Le lieutenant-colonel Terence Otway tombera à proximité d’un bâtiment occupé par des Allemands, qui l’ont vu. Des parachutistes rencontrèrent des patrouilles allemandes. Où que l’on se tourne, on ne trouve qu’épreuves, douleurs et adversité. Et pourtant, même dans ces conditions extrêmes, chaque parachutiste n’aura qu’une volonté : rejoindre au plus vite le point de rendez-vous sur la Drop Zone. Et chacun se mettra en marche, au mieux et le plus rapidement possible, dans une zone infestée d’ennemis.
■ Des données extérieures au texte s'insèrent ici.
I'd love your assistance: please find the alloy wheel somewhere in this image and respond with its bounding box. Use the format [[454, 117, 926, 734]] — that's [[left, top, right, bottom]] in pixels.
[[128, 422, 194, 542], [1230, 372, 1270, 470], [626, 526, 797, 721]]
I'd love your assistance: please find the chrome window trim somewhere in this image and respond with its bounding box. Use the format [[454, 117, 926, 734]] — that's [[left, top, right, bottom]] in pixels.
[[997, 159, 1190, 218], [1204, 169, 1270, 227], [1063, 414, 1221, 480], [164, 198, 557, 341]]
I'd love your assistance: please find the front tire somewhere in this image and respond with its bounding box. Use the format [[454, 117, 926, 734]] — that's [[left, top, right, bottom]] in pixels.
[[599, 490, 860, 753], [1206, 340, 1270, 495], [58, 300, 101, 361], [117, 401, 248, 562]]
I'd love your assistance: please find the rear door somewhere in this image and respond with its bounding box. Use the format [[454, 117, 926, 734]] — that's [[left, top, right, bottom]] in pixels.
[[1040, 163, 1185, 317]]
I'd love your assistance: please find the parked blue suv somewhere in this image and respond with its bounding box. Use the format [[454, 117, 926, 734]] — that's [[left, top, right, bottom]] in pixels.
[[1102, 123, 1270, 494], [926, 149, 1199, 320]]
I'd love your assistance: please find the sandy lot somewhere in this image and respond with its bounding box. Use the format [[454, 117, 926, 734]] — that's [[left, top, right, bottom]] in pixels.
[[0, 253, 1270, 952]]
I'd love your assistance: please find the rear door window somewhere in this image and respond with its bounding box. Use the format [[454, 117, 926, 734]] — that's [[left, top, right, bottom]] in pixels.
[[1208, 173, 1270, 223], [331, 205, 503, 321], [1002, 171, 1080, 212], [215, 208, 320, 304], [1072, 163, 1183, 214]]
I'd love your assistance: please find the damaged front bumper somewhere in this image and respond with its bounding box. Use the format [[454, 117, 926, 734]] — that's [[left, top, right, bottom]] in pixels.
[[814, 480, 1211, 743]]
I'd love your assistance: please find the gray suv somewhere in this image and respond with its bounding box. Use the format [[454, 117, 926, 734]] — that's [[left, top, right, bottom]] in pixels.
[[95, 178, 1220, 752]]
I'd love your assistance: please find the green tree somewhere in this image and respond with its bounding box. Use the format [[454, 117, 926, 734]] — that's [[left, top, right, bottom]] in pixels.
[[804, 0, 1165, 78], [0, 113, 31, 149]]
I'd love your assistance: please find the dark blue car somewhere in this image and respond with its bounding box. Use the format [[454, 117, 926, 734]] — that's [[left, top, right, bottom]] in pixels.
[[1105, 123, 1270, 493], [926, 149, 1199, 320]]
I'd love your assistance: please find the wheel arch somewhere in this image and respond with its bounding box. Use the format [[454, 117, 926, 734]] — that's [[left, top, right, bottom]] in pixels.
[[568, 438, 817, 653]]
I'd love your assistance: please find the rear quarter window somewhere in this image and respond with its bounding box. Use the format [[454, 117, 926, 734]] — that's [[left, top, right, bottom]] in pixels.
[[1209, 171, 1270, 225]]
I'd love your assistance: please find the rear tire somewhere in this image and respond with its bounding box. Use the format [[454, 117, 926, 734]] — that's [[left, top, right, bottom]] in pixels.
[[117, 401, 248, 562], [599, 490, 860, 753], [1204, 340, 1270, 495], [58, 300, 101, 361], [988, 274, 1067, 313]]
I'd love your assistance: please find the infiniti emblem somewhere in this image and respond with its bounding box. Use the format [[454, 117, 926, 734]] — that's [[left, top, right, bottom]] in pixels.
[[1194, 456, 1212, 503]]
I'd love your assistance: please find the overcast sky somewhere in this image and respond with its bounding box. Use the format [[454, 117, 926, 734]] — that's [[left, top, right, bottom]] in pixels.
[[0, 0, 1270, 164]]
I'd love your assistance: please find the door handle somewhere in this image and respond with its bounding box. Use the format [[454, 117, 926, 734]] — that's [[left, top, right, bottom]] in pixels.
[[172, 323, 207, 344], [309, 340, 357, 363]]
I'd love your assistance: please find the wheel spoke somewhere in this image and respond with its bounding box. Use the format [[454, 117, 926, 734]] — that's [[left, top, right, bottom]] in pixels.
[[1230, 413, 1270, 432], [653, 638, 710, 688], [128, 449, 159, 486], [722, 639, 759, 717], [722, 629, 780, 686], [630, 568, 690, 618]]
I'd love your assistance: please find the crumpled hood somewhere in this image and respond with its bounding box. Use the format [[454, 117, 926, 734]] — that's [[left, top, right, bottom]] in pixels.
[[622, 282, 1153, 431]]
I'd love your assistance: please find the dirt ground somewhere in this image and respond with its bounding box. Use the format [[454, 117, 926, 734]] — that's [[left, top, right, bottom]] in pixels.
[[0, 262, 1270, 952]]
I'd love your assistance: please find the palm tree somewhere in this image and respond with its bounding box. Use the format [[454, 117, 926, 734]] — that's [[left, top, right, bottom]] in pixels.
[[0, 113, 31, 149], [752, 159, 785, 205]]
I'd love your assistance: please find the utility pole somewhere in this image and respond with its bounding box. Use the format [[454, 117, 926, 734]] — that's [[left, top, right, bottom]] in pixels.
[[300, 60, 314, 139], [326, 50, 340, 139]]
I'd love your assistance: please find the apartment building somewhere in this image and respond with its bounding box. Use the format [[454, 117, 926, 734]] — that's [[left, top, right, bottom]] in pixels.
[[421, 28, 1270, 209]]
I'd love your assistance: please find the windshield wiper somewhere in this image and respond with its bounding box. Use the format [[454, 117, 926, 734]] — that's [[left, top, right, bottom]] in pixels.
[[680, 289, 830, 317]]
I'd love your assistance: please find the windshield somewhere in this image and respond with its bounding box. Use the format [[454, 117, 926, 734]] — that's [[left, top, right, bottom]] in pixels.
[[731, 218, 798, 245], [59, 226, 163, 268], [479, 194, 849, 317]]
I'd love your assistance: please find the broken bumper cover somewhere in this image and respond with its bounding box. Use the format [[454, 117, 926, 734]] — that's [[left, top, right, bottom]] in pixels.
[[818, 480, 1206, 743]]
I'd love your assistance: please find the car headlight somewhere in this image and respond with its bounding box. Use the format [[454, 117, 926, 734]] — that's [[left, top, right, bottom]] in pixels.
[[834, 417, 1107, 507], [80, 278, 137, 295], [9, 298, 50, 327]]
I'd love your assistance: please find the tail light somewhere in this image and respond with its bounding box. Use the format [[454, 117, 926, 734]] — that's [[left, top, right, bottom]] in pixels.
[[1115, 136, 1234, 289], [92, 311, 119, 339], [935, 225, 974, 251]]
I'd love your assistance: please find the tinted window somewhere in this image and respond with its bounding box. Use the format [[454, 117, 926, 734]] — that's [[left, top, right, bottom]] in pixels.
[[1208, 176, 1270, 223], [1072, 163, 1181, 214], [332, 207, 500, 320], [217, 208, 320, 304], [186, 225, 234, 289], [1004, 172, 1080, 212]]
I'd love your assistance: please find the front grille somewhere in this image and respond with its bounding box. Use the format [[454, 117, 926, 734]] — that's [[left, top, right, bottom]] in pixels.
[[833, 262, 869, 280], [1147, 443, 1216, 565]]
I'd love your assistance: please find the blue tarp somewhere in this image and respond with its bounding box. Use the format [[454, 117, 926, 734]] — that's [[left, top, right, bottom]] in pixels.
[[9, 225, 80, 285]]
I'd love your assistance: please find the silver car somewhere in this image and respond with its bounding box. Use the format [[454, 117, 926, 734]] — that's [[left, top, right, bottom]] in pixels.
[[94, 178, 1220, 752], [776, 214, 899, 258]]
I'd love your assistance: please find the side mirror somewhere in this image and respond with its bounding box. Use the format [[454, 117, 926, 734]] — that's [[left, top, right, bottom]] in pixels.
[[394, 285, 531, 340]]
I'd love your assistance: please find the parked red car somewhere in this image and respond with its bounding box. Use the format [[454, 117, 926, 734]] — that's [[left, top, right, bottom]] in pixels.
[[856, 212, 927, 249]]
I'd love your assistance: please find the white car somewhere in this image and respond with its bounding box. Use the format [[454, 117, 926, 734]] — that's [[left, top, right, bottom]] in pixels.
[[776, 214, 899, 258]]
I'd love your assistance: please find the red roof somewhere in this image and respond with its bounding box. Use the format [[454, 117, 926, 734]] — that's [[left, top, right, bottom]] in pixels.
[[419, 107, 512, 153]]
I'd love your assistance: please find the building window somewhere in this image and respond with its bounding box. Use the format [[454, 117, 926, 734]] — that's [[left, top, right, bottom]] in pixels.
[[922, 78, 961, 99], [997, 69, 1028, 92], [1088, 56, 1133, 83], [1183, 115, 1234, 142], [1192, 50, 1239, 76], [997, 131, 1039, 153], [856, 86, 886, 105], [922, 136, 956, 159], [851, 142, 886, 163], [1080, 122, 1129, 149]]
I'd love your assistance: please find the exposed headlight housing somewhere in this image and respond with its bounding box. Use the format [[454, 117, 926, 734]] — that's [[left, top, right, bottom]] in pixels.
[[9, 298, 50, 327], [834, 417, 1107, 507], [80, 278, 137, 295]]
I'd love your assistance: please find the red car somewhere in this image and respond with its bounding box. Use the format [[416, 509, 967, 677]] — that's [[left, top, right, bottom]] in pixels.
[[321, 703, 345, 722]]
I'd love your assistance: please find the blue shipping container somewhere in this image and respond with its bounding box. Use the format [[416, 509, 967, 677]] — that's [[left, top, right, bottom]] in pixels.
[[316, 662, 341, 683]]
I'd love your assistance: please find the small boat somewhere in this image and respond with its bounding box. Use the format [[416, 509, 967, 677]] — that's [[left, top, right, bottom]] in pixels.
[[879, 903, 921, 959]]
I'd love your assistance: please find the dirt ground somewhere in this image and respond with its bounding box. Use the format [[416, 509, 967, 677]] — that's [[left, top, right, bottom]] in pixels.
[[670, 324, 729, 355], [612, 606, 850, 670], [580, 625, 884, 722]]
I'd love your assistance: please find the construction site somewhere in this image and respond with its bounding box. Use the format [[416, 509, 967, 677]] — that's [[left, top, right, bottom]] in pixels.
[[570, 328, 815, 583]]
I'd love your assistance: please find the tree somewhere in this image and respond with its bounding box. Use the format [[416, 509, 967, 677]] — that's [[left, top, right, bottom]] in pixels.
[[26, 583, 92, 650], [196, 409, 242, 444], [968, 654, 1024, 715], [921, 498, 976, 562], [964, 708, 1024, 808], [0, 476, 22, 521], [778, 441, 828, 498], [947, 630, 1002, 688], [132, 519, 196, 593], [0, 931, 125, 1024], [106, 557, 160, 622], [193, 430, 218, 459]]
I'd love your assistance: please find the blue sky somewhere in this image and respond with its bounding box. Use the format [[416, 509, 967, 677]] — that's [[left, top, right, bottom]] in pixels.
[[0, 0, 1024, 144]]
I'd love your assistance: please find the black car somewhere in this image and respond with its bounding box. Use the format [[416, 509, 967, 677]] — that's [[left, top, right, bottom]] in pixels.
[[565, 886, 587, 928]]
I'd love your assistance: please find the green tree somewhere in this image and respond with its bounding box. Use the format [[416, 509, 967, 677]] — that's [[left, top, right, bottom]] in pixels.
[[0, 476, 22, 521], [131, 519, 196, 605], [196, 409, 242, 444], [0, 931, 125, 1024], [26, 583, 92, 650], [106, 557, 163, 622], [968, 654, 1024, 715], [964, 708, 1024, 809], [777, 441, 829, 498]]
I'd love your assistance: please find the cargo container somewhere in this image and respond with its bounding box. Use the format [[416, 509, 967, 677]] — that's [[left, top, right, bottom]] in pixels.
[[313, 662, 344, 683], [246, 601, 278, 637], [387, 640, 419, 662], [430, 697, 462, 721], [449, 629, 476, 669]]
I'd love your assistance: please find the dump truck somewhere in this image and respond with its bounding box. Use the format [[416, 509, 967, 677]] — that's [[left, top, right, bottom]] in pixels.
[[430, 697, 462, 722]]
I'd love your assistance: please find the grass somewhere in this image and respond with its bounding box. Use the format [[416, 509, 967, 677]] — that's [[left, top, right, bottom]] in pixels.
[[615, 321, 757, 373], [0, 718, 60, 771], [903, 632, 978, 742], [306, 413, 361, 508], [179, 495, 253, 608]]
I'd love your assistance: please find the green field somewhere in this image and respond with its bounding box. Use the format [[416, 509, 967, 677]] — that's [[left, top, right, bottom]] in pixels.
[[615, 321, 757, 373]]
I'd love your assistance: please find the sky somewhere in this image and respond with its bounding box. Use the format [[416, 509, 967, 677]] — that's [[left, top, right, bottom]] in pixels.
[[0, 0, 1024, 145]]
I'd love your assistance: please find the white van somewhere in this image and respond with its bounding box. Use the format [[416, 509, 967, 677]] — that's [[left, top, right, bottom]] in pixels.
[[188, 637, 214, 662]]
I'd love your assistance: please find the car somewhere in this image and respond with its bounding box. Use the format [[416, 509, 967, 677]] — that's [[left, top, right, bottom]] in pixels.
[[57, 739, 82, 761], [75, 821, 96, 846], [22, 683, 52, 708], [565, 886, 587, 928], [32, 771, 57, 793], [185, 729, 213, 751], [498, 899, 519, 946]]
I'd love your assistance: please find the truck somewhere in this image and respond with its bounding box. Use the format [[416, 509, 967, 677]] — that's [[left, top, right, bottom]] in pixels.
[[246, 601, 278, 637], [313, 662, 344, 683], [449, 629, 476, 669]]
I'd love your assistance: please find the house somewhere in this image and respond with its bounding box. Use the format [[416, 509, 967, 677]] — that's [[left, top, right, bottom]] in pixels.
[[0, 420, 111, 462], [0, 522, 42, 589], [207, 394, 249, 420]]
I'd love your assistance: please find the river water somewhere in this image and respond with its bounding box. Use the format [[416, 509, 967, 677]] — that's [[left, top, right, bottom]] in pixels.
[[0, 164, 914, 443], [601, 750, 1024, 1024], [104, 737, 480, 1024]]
Au moment de l’attaque, seuls 150 hommes avaient atteint le point de rencontre, sans les charge spéciale pour détruire les canons. En d’autres termes, 600 des parachutistes d’élite d’Otway ont disparu, certains se sont noyés dans les marais inondés par Rommel autour de la Dives alors qu’ils luttaient désespérément pour échapper à l’enchevêtrement de parachutes et d’équipements lourds, et la plupart dispersés, avec de nombreuses aventures individuelles comme plusieurs centaines ont réussi à rejoindre leur bataillon au cours des jours suivants, avec d’autres tués, blessés ou capturés.